Narciso Castro Yanes.
Sobre la corriente del río sanguinolento en que han convertido veredas y campos del territorio nacional, y en los torbellinos que deja a su paso, flota como boya la semántica utilizada por el gobierno en sus diferentes niveles, para disimular su incapacidad de poner orden y asordinar la grita de quienes sufren la desaparición violenta de sus hijos, hermanos, padres y amigos, que de seres vivientes pasaron a ser estadística necrológica. En los llamados a frenar el genocidio, las autoridades de alta escala creen cumplir su deber con discursos altisonantes, en los cuales emerge, no se sabe con qué fin, el cambio de nombre de las masacres, a las que el presidente de la República ahora llama homicidios colectivos, como habla de paz con legalidad y llama guachafita a los atentados en que pierden la vida campesinos, indígenas, policías y soldados, como cuando en una ocasión expresó con tono auspicioso: “¡Se acabó la guachafita!”, para aludir a la muerte del temible delincuente Walter Patricio Arizala Vernaza, alias “Guacho”, que hizo parte de la extinguida guerrilla Farc, autor de crímenes como el perpetrado contra los ecuatorianos Oscar Villacis y Katty Velasco, que creó tensión entre el pais de éstos y el nuestro, y por los que con razón o sin ella los deudos culparon al Estado colombiano por negligencia.
Ni remotamente siquiera se avizora en el firmamento nacional una política encaminada a frenar la violencia en zonas claramente identificadas, en las que después de cada masacre u “homicidio colectivo”, para guardar unidad con el eufemismo, llegan funcionarios y miembros de los cuerpos castrenses a dar el pésame y a realizar consejos de seguridad que de nada sirven, porque los cruentos hechos se repiten día tras día y que según las víctimas y observadores imparciales, obedecen a la falta de presencia del Estado como ente jurídico, con vías, acueductos, salud, escuelas, hospitales, asesoría técnica, créditos y no solo con armas, cuyo uso como última ratio es el extremo al que debe llegarse para reprimir atentados y amenazas a la comunidad.
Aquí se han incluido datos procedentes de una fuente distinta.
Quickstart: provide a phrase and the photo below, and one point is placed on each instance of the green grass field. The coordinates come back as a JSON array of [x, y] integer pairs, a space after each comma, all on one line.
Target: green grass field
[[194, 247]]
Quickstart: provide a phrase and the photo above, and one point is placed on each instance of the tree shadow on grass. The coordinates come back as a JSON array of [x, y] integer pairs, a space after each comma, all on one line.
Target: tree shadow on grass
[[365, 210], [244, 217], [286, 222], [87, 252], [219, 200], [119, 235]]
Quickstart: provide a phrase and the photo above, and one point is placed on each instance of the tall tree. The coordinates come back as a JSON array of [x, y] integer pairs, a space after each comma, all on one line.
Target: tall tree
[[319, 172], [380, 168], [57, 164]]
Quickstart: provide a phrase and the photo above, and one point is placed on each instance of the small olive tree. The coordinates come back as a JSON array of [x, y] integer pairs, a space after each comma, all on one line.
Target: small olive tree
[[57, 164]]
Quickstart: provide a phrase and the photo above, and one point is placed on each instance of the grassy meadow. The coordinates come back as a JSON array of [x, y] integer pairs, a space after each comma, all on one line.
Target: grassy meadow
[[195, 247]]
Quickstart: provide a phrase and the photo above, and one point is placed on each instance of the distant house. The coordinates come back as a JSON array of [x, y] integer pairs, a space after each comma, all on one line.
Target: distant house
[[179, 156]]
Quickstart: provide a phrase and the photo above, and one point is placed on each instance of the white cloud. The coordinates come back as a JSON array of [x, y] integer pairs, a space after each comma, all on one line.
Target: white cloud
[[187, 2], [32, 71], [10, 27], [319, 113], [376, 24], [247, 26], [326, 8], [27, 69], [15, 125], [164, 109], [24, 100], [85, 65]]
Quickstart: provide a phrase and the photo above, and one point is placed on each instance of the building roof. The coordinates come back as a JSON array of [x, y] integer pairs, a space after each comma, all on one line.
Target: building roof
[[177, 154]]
En los dos largos años que lleva el actual gobierno no se ha visto una sola obra de su inspiración que los ciudadanos debamos agradecer, sino anuncios rutinarios de planes y proyectos que a la ciudadanía no le reportan ningún beneficio, y el mensaje que con insistencia se le ransmite, para colmo, es el de que todos los males de la República son culpa de la administración precedente.
Sobre el gobierno se comenta “sottovoce” que tiene dos jefes, uno formal y otro material, y en forma de chiste de salón se lo compara en dos momentos con la pasada campaña presidencial, en símil con el candidato de entonces luego elegido, y lo que le ocurrió a un hombre feo y de baja estatura que se enamoró de una linda y espigada mujer, a la que se aproximó con piropos que la dama desdeñó con la expresión: “¡muy poco pájaro p´ mucha jaula!”. Aunque la persistencia del pretendiente lo llevó al triunfo, en la realidad de la vida conyugal la dura admonición de la preconquista quedó demostrada, pero como no diera su brazo a torcer, el hombre aceptó con resignación una aventajada coadyuvancia. La gente se confunde y cree que hay un mandatario nominal y otro real, que obra en función propia, personal, distinta a lo que los electores esperaban, que en vez de satisfacer el anhelo común hace lo contrario. Un ejemplo de eso podría hallarse en la deportación del narcoparamilitar Salvatore Mancuso de Estados Unidos a Italia, que deja la sensación de que en ello no hubo error sino algo de finalidad personal, contrario fatalmente a la memoria histórica necesaria para restañar las heridas infligidas a la sociedad a la cual se la priva del derecho a conocer la verdad sobre la autoría y la responsabilidad en los múltiples crímenes de lesa humanidad a los que el convicto estuvo vinculado, en connivencia con terceros de diverso origen, en los más crueles y sangrientos episodios que en el país se recuerden.